DMP not re-enabling paths following controller or SP reboots and 'vxdctl enable' hanging on VxVM 6.2.1/rhel6 with Storwize arrays.

book

Article ID: 100044269

calendar_today

Updated On:

Description

Error Message

The messages file was flooded with blk_get_request failures.

eg.

kernel: VxVM vxdmp V-5-3-0 dmp_kernel_scsi_ioctl: blk_get_request failed dev 133/0x210 cmd 0x12 error code = 0

Similar messages were seen for SCSI cmds - 0x5e, 0x5f, 0xa3, 0x12,

Cause

This was due to an  OS-udev-vxdmp interaction issue.

The DMP device is a virtual device created above OS device and it relies on the OS dev rules to notify it of any changes.  In this instance OS-udev-vxdmp interaction was not behaving as expected, so that when the paths were re-activated, dmp was not made aware and so didn’t reactivate the paths.

Typically vxesd would be made aware that a device had been removed

eg.  vxesd[108002]: vxesd: Device sdbar(71/1328) is removed.

and subsequently DMP would report that a path had been disabled.

Then it would be expected that vxesd would  be made aware that a device had been added and so DMP would be made aware to re-enable the path.

eg.  vxesd[108002]: vxesd: Device sdbar(71/1328) is added.

However in this instance vxesd was not made aware of the added devices.

Additionally it was determined that during the controller/SP reboots, it can take a while for the paths to respond after the array returns.
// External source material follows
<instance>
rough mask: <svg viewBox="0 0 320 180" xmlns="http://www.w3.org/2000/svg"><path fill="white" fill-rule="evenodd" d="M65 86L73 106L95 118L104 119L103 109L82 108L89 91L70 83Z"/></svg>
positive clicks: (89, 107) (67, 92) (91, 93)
This delay was leading to blk_get_request failures and the paths being disabled and so meant that this delay had to be taken into account at the OS-side.

Resolution

With the following solution in place, vxesd recognized when a device had been removed and added and subsequently dmp would disable and re-enable the paths correctly for the Storwize storage:

1. vxesd enabled   (with VxVM udev rules files in place)  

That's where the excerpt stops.